With the announcement of Wal-Mart's Sustainable Index and the release of 15 questions for its suppliers, the retail giant has ignited a far-reaching dialogue on supply chain transparency and environmental sustainability, and demonstrated that it has the ambition and clout to not only change the way suppliers operate their business, but also how they see their business.
Wal-Mart's plan is to roll out a universally adopted rating system for the retail industry, the Sustainable Index, which assesses suppliers based on environmental and social criteria. Wa-Mart is starting with these questions for its suppliers, crafted in collaboration with thought leaders in academia. The questions, which vary in complexity, are grouped into four broad areas of environmental analysis: Energy and Climate, Material Efficiency, Natural Resources and People and Community.
If you are a Wal-Mart supplier just beginning to think about environmental impact, or even if you are already recognized as a leader in the space, you can use this as an opportunity to create or enhance your sustainability strategy, and create value for your company. Perhaps most importantly, the 15 questions offer an opportunity to partner with a key retailer, gain insight into its processes and enhance your market position. Depending on where you are on your trajectory, the following guidelines will help you frame your thinking around the Index.
If you have just begun to think about sustainability as a business strategy, Wal-Mart's 15 questions can be boiled down to three simple ones:
- Do you measure and set goals for your environmental impacts?
- If so, what impacts are you measuring, what are your goals, and are they consistent with recognized standards?
- Do you know if your suppliers are doing the same?
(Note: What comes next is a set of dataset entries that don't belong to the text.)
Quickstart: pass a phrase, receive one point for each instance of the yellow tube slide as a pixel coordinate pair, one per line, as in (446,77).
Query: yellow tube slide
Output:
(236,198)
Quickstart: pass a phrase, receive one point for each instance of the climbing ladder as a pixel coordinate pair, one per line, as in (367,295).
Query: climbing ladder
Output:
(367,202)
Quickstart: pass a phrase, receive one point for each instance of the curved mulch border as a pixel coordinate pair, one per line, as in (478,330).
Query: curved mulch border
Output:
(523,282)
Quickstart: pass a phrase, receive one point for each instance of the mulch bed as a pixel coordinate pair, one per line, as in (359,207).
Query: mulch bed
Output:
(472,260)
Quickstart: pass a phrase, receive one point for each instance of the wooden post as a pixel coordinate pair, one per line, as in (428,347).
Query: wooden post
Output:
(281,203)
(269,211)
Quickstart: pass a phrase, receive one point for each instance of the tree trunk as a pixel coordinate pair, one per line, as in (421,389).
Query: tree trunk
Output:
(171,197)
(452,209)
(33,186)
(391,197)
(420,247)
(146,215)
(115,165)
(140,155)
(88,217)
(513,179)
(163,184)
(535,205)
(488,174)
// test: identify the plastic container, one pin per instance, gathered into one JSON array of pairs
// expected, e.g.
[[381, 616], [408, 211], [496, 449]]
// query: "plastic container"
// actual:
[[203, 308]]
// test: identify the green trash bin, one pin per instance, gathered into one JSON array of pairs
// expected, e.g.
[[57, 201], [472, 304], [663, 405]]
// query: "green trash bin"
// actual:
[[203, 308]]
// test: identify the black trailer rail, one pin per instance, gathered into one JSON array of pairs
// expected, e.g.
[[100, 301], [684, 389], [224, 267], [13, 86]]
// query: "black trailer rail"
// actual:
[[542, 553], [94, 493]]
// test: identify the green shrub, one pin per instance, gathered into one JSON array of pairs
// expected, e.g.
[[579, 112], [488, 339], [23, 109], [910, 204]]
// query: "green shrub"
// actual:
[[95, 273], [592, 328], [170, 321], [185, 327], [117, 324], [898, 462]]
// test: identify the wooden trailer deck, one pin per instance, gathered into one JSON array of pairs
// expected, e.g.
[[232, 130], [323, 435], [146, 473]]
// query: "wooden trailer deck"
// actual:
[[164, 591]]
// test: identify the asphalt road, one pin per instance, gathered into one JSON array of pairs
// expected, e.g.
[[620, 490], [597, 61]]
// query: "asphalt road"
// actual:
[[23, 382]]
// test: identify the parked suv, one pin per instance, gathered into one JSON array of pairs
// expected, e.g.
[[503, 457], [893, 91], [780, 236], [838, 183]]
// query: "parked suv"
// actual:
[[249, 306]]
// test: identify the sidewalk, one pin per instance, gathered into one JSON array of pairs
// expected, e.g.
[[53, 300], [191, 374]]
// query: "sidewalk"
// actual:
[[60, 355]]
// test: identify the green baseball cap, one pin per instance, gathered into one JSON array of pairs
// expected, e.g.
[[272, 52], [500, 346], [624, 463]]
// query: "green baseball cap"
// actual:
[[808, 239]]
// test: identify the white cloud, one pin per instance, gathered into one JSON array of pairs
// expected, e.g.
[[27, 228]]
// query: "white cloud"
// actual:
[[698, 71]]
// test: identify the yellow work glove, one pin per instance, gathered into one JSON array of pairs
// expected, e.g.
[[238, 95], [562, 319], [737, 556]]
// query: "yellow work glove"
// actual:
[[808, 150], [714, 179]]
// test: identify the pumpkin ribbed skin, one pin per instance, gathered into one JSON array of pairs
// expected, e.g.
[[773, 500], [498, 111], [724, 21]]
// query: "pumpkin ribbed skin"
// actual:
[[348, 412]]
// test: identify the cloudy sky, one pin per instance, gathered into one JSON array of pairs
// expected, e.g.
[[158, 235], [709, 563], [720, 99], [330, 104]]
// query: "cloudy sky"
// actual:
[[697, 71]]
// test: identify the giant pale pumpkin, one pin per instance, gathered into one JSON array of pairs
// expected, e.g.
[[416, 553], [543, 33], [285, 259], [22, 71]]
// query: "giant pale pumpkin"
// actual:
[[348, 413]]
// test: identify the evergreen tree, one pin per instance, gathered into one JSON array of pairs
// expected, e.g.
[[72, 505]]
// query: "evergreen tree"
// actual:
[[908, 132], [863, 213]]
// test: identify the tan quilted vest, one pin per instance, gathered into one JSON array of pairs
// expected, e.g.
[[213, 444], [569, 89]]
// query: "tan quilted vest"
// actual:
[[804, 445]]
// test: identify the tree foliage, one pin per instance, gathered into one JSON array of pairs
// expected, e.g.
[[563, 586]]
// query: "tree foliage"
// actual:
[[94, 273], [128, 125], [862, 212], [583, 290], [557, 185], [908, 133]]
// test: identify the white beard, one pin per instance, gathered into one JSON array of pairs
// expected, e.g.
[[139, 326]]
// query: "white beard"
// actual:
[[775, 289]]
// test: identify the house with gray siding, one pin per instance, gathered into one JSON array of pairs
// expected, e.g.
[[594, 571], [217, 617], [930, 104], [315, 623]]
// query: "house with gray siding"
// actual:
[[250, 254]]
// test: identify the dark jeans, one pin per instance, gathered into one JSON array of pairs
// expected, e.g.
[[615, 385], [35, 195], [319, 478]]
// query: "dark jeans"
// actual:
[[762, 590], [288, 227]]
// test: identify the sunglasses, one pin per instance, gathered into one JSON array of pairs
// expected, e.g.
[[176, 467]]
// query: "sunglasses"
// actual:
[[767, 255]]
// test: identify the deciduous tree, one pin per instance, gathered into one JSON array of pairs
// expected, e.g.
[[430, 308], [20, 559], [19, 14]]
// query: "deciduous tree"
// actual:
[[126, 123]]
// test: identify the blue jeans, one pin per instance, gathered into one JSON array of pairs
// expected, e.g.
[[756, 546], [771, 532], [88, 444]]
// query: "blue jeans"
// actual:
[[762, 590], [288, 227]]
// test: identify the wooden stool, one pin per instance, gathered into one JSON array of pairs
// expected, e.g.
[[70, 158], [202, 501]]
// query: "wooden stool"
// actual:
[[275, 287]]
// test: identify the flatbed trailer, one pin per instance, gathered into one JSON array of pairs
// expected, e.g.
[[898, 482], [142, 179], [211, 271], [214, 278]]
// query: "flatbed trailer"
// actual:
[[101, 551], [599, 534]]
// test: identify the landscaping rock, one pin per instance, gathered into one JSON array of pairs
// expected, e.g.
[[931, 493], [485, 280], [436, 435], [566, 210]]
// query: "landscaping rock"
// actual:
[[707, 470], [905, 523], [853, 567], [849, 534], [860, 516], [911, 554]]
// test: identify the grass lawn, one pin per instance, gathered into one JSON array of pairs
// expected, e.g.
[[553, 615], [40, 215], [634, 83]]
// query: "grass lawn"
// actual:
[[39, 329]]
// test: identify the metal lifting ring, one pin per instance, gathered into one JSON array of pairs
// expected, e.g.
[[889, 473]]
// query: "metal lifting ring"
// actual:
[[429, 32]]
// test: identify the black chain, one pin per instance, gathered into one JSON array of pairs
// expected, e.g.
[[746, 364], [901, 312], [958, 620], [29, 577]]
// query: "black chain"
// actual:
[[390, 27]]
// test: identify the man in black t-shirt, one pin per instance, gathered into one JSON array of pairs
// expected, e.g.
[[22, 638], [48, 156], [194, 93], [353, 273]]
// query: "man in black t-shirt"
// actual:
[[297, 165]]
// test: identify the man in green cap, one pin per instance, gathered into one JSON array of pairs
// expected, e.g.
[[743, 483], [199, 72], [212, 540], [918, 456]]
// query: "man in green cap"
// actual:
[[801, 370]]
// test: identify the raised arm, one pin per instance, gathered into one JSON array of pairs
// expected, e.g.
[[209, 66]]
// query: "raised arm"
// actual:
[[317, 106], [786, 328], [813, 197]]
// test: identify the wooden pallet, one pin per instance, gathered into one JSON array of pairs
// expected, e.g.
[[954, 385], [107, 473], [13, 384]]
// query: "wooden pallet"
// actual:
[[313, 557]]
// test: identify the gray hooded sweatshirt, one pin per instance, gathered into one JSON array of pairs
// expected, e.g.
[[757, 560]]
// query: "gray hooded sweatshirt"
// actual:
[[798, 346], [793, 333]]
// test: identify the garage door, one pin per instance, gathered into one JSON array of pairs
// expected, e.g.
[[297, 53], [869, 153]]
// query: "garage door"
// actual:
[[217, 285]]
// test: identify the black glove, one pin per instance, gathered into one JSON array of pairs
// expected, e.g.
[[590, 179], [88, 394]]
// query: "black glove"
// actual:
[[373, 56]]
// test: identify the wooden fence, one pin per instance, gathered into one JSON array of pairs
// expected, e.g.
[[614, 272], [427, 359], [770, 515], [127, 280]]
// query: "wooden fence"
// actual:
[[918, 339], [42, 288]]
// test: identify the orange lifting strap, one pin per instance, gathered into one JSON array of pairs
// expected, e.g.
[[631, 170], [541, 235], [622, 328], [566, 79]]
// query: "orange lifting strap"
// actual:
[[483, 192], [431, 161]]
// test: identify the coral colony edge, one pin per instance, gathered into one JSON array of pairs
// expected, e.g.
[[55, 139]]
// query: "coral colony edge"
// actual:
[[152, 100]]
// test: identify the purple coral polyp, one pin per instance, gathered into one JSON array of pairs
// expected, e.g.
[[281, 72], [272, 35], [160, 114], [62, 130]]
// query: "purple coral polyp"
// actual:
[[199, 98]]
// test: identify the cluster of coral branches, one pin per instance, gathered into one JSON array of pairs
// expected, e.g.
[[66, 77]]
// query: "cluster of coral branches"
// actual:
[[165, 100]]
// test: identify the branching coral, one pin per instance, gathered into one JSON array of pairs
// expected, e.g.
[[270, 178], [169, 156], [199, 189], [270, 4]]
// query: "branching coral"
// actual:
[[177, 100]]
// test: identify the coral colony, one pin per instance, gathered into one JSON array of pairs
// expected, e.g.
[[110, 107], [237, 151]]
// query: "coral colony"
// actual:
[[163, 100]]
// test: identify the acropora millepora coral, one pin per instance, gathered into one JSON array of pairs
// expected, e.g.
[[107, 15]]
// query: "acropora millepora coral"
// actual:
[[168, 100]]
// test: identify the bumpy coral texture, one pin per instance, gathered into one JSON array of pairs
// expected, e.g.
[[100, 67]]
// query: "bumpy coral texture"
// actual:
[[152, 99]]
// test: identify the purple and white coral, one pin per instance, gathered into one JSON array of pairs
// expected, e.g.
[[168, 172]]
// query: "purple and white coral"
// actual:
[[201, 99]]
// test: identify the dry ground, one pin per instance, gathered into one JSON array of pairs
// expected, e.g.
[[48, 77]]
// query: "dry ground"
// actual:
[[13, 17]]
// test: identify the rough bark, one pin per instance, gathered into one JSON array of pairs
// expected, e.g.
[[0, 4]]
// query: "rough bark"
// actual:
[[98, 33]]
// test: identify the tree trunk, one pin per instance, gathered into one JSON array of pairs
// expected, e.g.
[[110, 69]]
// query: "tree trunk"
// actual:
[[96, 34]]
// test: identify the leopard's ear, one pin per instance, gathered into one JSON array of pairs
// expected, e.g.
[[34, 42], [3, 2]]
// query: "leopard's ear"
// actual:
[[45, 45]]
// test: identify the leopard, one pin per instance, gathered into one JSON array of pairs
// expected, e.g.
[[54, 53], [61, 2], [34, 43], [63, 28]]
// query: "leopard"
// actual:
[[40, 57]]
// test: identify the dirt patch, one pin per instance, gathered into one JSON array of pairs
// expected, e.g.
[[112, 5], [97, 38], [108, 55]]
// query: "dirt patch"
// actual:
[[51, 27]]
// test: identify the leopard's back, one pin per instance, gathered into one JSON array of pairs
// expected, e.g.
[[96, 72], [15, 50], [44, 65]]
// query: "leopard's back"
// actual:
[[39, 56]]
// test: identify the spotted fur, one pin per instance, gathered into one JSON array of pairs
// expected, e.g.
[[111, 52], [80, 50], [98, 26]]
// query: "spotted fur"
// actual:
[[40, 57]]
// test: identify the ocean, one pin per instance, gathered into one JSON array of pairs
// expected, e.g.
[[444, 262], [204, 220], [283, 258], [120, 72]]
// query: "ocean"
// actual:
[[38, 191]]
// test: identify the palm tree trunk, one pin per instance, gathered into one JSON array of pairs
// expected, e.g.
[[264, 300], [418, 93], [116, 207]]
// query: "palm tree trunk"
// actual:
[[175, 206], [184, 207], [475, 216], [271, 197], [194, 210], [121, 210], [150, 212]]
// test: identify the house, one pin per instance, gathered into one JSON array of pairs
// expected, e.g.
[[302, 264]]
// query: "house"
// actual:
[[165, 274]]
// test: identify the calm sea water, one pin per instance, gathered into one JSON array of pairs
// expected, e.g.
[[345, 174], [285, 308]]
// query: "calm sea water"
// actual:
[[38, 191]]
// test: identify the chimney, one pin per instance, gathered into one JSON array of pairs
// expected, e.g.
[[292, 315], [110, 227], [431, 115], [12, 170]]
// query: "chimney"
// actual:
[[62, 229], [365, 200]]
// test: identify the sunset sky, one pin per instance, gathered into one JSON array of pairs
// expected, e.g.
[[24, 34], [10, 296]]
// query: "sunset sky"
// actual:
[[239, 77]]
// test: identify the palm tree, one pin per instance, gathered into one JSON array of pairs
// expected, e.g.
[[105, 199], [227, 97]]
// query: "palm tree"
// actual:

Answering Wal-Mart's questions may require resources and processes your organization has yet to set in place. If you're helping to begin to integrate sustainability into your organization, this is an ideal opportunity to shape your processes to meet the challenge.
Here's a simple, proven approach for getting started:
Set environmental impact baselines: Establish energy, carbon, water and waste baselines against which progress can be measured
- Establish impact reduction goals: Align environmental impact data with broader business operations, and set reduction goals that drive both cost and environmental outcomes
- Prioritize reduction initiatives: Choose and implement initiatives that will yield the greatest progress against your goals
- Track and report progress: Measure progress of reduction initiatives relative to baseline and goals using Greenhouse Gas Protocol or Global Reporting Initiative methodologies
- Publicize success: Convey your progress to external stakeholders through company sustainability reports and external venues such as the Carbon Disclosure Project or Ceres
If you have already begun this process and are anticipating next steps you should begin to anticipate Wal-Mart's next steps. Wal-Mart intends to make this index "open-source" and owned by a consortium of stakeholders with mixed interests, and we predict the Sustainability Index will rely heavily on existing, publicly-available reporting and certification standards.
Understanding these standards could also help you anticipate growing demands from your other buyers on their supply chain policies. For instance, Unilever committed to source only RSPO-certified palm oil by 2015. Mars and Cadbury are making similar commitments on cocoa sourcing.